Another Chapter Two segment, with some inserts [mine] for clarity. I think this foreshadows the core of the romantic/classic ideas presented in ZMM. As John mentions, there is also a dialogue relating to Native Indian values versus European values (although interestingly Northrop traces the 'waves' of European influences in Mexico through Spain and France (and latter Russia), while the primary U.S. influences have been German, British and Dutch. So you have the same Indian/European dynamic, but with very different flavors in Mexico versus U.S.

"Moreover, because the concern in the West with the theoretical and the technological and the doctrinal [classic], it represents a value which the Anglo-Saxon and logically Latin cultures [romatic] need. But the present and the future as well as the past are on [the native, spontaneous expression of Mexican cutlure's] side. Rooted as it is, through Spain, in the Arabs of the Near East, and in the Buddha beyond them in the Far East, the course of world events bringing about a merging of the Orient and the Occident is also in its favor.
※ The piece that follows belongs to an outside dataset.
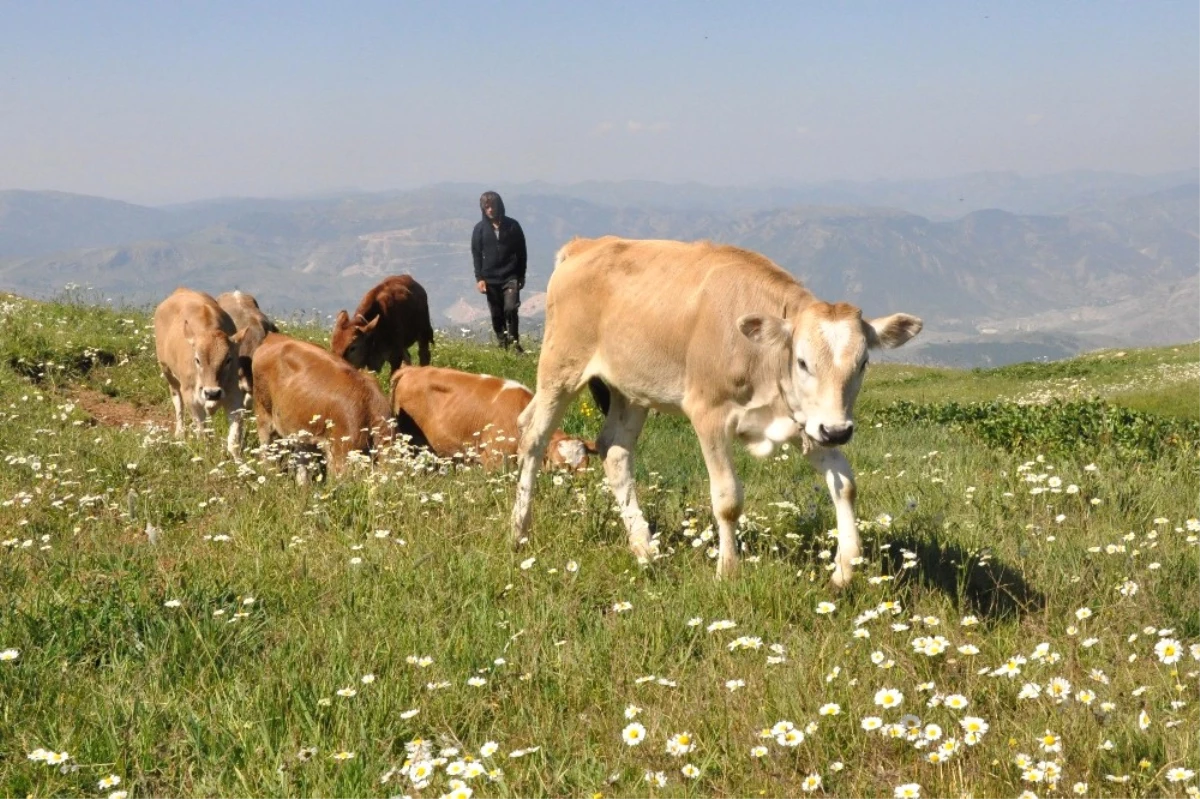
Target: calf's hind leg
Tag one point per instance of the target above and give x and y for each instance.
(538, 422)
We may be reasonably sure, therefore, as Justino Fernandez insists, that Jose Orozco has given expression to an aesthetically and emotionally ultimate, intuitively given component in the nature of man and of things, which deserves to be cherished not merely by Mexico but also by the rest of the world.

But this is not the whole truth nor the end of the story. For one cannot be impressed with Orozco's values [romantic] without being reminded of Rivera's also [classic]. The latter tells us with equal certainty and appeal that scientific knowledge through universal democratic education, freeing the minds of men to accept a more correct theoretical conception of the nature of things, and freeing their bodies from disease and drudgery by means of its technology applied to the nation's resources, is also one of the highest and most perfect human values. [Mexico's youth] have not been misled by Jose Orozco's unjustified, negative thesis that science and theoretical reflection destroy the human soul, any more than the Mexican's generally have not been misled by Diego Rivera's equally unjustified, negative suggestion that the aesthetic and religious interests of the colonial period are entirely evil.
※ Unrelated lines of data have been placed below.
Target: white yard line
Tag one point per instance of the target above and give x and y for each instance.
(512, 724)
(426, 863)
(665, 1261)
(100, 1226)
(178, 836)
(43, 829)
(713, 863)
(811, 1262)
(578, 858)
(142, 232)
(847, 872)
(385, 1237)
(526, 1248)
Other considerations support their verdict. There is no incompatibility whatever between the intuitive, passionate, immediately apprehended aesthetic values which Jose Orozco conveys and the postulated, theoretical, and attendant technological, scientific values which Diego Rivera portrays with equal artistic and human appeal. The ancient Indian culture showed the Mexicans, as it now shows us, how a geometrically informed, aesthetically vivid, astronomically oriented art, religion, and agriculture can function together harmoniously and with human appeal.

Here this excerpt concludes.